This has to do with your question on grades A1, A, B, C, etc. etc.

If your grade table is limited to two characters, then a synthetic key (e.g. autonumber) would require 4 bytes (=LONG) - whereas you won't have enough characters to exceed 2 bytes (as long as you don't have grade ZZZ or something like that.) Here, the "natural" key ("A1", "A", "B", "C" etc) is perfectly fine and takes up only 2 bytes.

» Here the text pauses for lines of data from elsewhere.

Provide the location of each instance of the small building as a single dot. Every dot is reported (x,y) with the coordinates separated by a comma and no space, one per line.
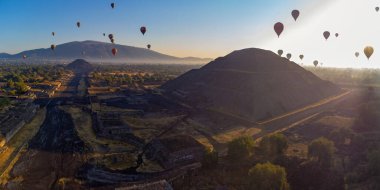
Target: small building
(175,151)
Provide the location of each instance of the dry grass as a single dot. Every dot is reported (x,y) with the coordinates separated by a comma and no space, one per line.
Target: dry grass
(17,144)
(336,121)
(83,126)
(232,134)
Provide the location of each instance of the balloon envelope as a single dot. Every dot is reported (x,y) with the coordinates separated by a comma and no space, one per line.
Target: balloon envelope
(368,51)
(143,30)
(279,28)
(315,63)
(326,34)
(280,52)
(114,51)
(295,14)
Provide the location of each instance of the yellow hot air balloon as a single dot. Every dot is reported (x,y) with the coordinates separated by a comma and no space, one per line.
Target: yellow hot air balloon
(368,51)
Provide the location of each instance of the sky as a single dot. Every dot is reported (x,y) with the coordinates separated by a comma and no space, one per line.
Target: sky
(200,28)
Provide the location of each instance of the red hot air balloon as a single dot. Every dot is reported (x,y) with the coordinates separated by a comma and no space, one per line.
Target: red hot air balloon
(315,63)
(326,34)
(143,30)
(278,28)
(295,14)
(114,51)
(280,52)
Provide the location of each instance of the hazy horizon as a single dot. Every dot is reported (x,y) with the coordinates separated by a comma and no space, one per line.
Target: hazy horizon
(203,29)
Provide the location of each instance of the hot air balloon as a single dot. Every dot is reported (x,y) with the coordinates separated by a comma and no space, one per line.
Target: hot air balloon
(368,51)
(295,14)
(143,30)
(315,63)
(114,51)
(326,34)
(280,52)
(278,28)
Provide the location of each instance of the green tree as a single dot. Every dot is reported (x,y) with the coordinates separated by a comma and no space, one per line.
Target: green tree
(10,83)
(4,102)
(210,159)
(322,150)
(21,87)
(240,148)
(267,177)
(273,146)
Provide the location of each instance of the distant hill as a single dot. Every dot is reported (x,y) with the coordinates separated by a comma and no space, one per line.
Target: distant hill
(80,65)
(250,83)
(94,51)
(5,55)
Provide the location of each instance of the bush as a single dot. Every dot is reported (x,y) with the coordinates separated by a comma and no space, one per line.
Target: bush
(273,146)
(267,176)
(240,148)
(322,151)
(210,159)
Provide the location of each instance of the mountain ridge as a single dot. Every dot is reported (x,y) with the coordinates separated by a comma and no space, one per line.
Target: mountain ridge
(95,51)
(250,83)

As long as this encoding method remains unique (I.e. "A" never stands for any other grade than "A" and "A1" is also unequivocal) then there is no barrier to using the natural key. You save two bytes for every graded entry and for every grade in the grade lookup table. Just as important, the comparisons against grade keys are two-byte (same size as INTEGER) comparisons, which is a short instruction in the hardware.

Now, there are theorists out there who MIGHT object to me bringing up the hardware and size points - but here is what I am saying: There is no case where you are EXCEEDING the PK size that would be incurred if you used a synthetic key. There is no awkwardness about using the natural keys.

If your grades sometimes were "AAAAA" then that would be 5 bytes - in which case the synthetic or surrogate key would be shorter and more efficient. But you aren't even close to that, so there is no technical reason to NOT use the natural key.

The same question comes up all the time in state abbreviations for USA addresses. The abbreviations are always 2-character text fields. There is no reason to use a larger key for state names because CA, LA, KA, AK, NY, NJ, etc. all work perfectly well.